Esses serviços de IA podem gerar vício? O Dicionário Michaelis define vício como define vício como uma "dependência de uma ou mais de uma droga estupefaciente ou de bebida alcoólica, levando a um consumo geralmente incontrolável.", e embora usar esse termo seja muito delicado, o risco certamente parece existir, a julgar por essas mensagens e experiências.

Na MIT Technology Review, eles falaram sobre como devemos nos preparar para a "inteligência viciante" e como é difícil resistir a essa onda de serviços complementares de IA. Em maio de 2024, o The Verge alertou sobre como os jovens estão fazendo amizade com chatbots de IA e focou precisamente esse aviso no Character.AI.

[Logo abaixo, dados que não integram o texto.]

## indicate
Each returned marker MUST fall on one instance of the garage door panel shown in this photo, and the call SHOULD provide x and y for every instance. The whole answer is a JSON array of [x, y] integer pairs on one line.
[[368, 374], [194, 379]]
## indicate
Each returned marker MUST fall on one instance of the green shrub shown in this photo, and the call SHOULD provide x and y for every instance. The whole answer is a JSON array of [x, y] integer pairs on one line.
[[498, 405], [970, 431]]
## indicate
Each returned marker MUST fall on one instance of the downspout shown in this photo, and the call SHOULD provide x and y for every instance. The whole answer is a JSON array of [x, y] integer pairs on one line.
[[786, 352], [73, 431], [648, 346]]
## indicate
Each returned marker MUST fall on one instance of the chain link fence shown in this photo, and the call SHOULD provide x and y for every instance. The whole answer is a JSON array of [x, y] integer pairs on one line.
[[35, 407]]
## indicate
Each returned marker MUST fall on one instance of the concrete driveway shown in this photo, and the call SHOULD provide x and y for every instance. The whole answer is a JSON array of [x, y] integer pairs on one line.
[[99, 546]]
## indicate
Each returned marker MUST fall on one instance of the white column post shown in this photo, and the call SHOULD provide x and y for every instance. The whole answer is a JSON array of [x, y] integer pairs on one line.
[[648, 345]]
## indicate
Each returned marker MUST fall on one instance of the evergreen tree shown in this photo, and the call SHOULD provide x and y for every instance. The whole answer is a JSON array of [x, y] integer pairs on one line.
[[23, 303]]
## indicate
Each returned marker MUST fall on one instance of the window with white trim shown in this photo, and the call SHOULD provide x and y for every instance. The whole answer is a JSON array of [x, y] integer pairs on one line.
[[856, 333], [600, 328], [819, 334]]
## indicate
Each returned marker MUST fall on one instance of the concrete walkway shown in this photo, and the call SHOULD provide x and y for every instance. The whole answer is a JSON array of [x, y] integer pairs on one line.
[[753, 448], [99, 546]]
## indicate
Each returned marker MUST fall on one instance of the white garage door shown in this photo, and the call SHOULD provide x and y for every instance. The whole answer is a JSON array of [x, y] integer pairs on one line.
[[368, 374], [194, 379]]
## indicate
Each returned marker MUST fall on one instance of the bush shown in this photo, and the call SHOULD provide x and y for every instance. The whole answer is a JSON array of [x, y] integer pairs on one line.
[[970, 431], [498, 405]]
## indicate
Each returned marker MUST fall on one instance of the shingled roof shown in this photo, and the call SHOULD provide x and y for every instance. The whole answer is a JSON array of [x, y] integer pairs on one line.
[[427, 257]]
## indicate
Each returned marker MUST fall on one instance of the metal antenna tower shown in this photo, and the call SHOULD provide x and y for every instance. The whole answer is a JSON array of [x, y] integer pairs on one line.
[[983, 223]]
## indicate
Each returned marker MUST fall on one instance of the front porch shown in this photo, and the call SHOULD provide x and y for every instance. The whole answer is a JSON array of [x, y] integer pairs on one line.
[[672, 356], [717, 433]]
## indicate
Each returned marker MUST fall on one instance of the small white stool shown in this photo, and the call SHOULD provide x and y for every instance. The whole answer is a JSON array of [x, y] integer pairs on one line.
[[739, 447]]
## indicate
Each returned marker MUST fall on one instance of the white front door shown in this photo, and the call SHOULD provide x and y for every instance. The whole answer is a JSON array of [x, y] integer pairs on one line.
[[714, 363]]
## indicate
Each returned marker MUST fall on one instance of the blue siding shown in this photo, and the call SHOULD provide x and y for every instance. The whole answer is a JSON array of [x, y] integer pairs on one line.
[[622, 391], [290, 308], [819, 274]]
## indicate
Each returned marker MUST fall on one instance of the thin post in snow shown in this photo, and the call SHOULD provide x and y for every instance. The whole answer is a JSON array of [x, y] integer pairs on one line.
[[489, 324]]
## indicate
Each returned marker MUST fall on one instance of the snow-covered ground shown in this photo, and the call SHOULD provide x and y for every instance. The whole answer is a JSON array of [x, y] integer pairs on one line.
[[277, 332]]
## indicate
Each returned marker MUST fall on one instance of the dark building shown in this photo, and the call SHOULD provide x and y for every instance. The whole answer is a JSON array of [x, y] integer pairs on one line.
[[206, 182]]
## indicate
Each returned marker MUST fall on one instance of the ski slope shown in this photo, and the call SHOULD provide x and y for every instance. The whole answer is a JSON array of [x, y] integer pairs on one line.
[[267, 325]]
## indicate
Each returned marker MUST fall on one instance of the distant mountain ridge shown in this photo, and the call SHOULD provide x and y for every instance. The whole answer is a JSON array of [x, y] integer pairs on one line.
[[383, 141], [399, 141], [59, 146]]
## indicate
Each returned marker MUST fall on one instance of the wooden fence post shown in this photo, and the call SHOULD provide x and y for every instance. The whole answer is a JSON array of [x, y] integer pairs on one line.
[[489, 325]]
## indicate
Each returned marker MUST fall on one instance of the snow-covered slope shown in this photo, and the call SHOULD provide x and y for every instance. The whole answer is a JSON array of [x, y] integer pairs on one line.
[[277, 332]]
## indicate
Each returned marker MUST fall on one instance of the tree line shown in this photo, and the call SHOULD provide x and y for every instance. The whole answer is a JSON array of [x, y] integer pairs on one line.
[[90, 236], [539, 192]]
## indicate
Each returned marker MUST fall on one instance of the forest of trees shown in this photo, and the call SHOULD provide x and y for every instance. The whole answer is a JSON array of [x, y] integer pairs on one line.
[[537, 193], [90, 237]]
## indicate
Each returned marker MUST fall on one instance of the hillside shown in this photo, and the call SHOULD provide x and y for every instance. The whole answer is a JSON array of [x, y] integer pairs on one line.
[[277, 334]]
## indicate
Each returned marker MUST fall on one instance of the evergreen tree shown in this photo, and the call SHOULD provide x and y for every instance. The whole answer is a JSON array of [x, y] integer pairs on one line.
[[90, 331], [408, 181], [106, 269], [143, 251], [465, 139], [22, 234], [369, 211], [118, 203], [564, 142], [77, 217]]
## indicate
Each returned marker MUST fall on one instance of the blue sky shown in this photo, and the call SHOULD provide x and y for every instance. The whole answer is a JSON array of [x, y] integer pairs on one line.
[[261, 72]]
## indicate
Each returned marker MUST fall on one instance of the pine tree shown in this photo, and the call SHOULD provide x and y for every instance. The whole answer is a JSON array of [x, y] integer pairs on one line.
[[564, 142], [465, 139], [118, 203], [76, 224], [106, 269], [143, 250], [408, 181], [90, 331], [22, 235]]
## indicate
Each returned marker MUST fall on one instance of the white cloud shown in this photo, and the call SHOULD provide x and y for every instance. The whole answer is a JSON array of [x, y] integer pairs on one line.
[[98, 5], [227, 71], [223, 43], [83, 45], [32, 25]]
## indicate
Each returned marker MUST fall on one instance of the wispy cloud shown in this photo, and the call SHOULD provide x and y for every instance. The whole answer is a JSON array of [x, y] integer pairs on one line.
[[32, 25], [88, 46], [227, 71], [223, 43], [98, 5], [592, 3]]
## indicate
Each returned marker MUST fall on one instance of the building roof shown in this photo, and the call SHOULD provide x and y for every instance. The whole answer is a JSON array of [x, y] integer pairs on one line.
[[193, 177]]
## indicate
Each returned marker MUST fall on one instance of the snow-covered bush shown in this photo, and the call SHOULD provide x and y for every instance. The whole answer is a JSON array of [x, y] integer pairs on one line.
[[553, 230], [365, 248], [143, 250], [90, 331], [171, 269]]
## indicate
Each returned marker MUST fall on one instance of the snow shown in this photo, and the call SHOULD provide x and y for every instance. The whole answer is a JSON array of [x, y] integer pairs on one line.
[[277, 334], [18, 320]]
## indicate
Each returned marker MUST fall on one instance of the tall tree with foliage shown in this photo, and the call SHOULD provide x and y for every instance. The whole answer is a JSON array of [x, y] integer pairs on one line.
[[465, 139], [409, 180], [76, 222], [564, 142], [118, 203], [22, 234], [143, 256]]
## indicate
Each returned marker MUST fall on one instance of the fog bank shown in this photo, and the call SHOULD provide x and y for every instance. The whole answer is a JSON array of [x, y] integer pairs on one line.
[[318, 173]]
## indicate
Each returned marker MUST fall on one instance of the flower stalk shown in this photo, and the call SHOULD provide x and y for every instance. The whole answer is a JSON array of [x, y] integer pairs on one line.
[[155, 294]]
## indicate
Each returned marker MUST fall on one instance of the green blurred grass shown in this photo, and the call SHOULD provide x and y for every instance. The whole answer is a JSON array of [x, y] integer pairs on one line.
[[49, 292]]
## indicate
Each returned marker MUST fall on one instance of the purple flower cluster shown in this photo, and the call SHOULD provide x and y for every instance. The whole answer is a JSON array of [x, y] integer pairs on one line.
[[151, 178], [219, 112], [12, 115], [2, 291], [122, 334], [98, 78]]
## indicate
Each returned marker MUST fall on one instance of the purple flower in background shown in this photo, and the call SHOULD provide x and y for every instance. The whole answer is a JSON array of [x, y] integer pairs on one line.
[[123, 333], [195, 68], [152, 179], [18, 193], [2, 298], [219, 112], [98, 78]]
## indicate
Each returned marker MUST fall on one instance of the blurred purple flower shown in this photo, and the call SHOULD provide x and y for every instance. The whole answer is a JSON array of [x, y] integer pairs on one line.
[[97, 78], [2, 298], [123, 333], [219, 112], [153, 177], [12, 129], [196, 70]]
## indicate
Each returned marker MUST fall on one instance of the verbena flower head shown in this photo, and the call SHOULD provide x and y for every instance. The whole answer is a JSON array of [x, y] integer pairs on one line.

Olá, dependência emocional

Os funcionários da OpenAI já alertaram sobre esse tipo de situação, em agosto de 2024, após o lançamento do GPT-4o. Esse modelo de IA generativa nos surpreendeu com sua capacidade de falar como um ser humano. Ele tornou realidade a ideia do famoso filme 'Her', em que o protagonista acaba se apaixonando por um chatbot.

Após o lançamento deste modelo, a OpenAI publicou uma análise de seu impacto, e em uma de suas seções falou da "antropomorfização e dependência emocional" que este tipo de modelo de IA pode causar. Em seus testes, os executivos da empresa declararam, "observamos usuários usando linguagem que poderia indicar que conexões estavam sendo formadas com o modelo."

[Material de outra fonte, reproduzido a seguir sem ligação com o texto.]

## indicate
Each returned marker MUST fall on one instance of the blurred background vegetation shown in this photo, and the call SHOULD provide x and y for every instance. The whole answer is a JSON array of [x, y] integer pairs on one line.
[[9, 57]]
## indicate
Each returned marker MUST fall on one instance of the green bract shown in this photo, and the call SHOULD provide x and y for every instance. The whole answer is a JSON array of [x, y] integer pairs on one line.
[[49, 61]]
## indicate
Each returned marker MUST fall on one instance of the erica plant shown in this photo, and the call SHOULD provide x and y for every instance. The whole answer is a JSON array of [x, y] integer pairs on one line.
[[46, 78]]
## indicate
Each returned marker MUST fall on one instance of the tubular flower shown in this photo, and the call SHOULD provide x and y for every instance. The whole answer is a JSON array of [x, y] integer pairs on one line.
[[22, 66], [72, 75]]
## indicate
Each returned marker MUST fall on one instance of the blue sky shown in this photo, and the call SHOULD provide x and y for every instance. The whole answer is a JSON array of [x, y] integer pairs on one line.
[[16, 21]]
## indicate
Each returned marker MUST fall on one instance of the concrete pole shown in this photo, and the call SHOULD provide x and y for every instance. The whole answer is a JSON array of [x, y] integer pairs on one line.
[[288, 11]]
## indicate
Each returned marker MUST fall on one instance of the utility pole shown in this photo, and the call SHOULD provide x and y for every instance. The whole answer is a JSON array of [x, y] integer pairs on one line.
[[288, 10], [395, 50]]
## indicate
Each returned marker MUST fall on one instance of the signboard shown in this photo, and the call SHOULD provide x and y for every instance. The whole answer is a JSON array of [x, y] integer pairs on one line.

Na verdade, eles alertaram, "os usuários poderiam criar relacionamentos sociais com a IA, reduzindo sua necessidade de interação humana." Isso representa uma vantagem para pessoas que se sentem solitárias, é claro, mas também uma ameaça quando se trata de desenvolver "relacionamentos saudáveis", como disse a OpenAI.

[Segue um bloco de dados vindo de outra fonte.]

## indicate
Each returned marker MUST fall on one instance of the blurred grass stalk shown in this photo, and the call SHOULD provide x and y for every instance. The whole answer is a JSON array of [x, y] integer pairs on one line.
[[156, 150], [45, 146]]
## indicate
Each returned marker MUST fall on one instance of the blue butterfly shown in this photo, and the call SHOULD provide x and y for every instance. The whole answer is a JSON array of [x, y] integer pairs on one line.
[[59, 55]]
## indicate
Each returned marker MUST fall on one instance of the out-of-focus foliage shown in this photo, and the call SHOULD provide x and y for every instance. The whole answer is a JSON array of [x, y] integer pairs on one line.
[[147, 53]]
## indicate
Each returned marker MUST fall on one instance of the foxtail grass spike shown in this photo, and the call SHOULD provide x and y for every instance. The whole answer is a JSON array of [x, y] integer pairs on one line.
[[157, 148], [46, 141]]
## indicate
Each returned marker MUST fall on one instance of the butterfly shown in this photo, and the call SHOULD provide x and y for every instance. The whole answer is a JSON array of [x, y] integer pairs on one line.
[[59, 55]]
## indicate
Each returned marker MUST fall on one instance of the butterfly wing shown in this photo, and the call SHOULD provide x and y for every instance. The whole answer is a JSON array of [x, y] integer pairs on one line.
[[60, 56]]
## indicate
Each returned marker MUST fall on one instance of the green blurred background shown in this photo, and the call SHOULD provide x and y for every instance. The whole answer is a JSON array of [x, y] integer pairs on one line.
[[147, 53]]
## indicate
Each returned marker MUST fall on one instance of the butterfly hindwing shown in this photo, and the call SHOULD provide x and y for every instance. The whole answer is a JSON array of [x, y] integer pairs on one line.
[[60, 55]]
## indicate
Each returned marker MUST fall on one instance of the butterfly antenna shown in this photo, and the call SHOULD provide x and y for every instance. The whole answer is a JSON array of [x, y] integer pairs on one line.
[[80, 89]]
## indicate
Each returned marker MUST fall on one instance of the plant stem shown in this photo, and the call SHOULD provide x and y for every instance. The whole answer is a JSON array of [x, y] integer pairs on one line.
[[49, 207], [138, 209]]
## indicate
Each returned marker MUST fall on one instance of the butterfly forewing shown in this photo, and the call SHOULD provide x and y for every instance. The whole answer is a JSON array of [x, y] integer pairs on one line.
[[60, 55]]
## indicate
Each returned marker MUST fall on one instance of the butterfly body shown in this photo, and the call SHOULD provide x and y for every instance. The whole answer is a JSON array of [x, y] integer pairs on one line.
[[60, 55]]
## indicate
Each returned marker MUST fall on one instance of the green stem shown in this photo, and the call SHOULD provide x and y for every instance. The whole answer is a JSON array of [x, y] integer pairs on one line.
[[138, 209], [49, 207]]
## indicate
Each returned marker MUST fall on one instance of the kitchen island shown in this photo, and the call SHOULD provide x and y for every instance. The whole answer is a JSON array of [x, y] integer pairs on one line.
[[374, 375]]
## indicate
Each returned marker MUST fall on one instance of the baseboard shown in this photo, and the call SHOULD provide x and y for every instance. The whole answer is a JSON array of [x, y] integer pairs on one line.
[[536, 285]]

Os próprios criadores do ChatGPT viram o recurso como um risco: ele pode causar dependência. Na OpenAI, eles falaram sobre como essa interação pode criar "tanto uma experiência envolvente do produto quanto a possibilidade de excesso de confiança e dependência." E é exatamente isso que estamos vendo com a interação entre os jovens e o serviço fornecido pela Character.AI.